Non c'è più niente da vedere.
Ma
sono solo un ballista che mente persino a se stesso.
Sposto
lo sguardo fuori, verso la strada, verso la città. Piove.
Ne
sono felice.
Lei
odia la pioggia e questo è un motivo più che sufficiente per farmela
apprezzare.
I
suoi capelli lei amava poggiarli sul mio petto, metteva la testa proprio
sull'addome e con una mano si prendeva la chioma e l'adagiava fin sotto il mio
mento, una coperta rossa e riccia che io scorrevo e arricciavo tra le mani con
finta distrazione. In realtà percepivo ogni particolare, compreso il contrasto
tra la mia pelle olivastra e il pallore di quella di lei.
Le
sue mani ora sono tutte unte, brillano sotto la luce dei neon con quel brillio
tipico dell'olio fritto. Se le mette in bocca, leccandosi attentamente la punta
delle dita. Così invece di essere unte ora sono sbavate.
Ottima
mossa.
I
ciuffi crespi dei capelli la irritano, ne sono ben consapevole: continua a
tormentarsi nel tentativo di appiattire i propri ricci. Che razza di idiota.
In
effetti non capisco proprio che cosa faccio qui.
Oggi.
Dopo
otto anni di cui cinque che posso ascrivere sotto il segno della perfezione,
due sotto la casella incubo e l’ultimo sotto indifferenza totale.
Quel
giorno alzò lo sguardo verso di me, così intenso, nocciola scurito dalle ombre
della colonna cui era poggiata con grazia indolente. Appena emerse nel sole
della sera, quello sguardo bruno divenne ambra liquida. Bastò quello a farmi
andare verso di lei, a chiederle una sigaretta, nemmeno fossi un adolescente in
pieno boom ormonale incapace di rapportarsi con una donna, incapace di essere
completamente sincero.
«Hai
per caso una sigaretta?» quando quel che avresti voluto dirle era: «Sei così
bella che non so quale santo m’impedisca di strapparti i pantaloni qui ora e di
scoparti contro il marmo.»
E
ancora:
«Vedo
che t’interessa la letteratura classica. Non ho potuto non notare il titolo del
libro che hai in mano.» quando quello che stavi guardando in realtà era il suo
seno ben valorizzato dal maglioncino leggero, primaverile e tutto quello che
desideravi sapere non erano affatto i suoi interessi, i suoi studi, nemmeno il
suo nome poteva in qualche modo influire sull’unico obiettivo che t’eri
prefissato: portartela a letto, vedere in quali e quanti modi potevi
sconvolgere il bel volto sereno e perfettamente a suo agio! Tutto quello che
desideravi era annullarne la postura aggraziata, come di una donna adagiata sul
mondo, sempre perfetta. Tutto quello che desideravo, mentre mi fumavo con calma
la sua sigaretta, era averla mia.
Nella
sua perfetta follia, lei aveva capito tutto. Subito.
In
un momento di pausa, mentre cercavo di riempirlo aspirando avidamente dalla
sigaretta nel tentativo di trovare un’altra domanda, un qualsiasi pretesto che
giustificasse la mia presenza lì, lei disse:
«Comunque
la risposta alla tua domanda è sì.» e sorrise.
Così,
semplicemente. Non le dissi più niente, il suo sguardo non era fraintendibile.
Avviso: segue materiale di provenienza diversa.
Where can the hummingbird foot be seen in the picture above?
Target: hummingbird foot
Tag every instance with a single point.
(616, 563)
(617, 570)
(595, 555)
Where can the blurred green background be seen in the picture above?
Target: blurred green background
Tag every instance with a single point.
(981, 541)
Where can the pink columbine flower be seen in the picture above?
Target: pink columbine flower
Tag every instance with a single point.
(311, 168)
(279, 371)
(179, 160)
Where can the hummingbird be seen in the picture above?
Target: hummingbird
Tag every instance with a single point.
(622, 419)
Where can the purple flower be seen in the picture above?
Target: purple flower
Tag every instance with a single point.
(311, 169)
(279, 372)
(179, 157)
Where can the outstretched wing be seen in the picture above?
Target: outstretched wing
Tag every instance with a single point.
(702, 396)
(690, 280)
Con un unico, dannatamente fluido movimento, si scostò dalla colonna cui era
appoggiata e si diresse a passo lento verso la biblioteca universitaria e da lì
nel piccolo bagno nascosto, quello riservato al personale. La seguii. Non era
un’alternativa. Era l’unica possibilità.
Facemmo
sesso. Fu come non aver mai fatto del sesso prima, come se mi avessero sempre
ingannato, svendendomi una cosa falsa.
Fu
un’illusione pensare anche solo per un istante che quella storia sarebbe finita
così. Lo capii subito dopo, lo capii quando la vidi chinarsi con grazia per
rivestirsi, i capelli rossi, scompigliati, le nascondevano il viso. Piccole
ombre scure ai lati delle guance, la linea così perfetta della mandibola.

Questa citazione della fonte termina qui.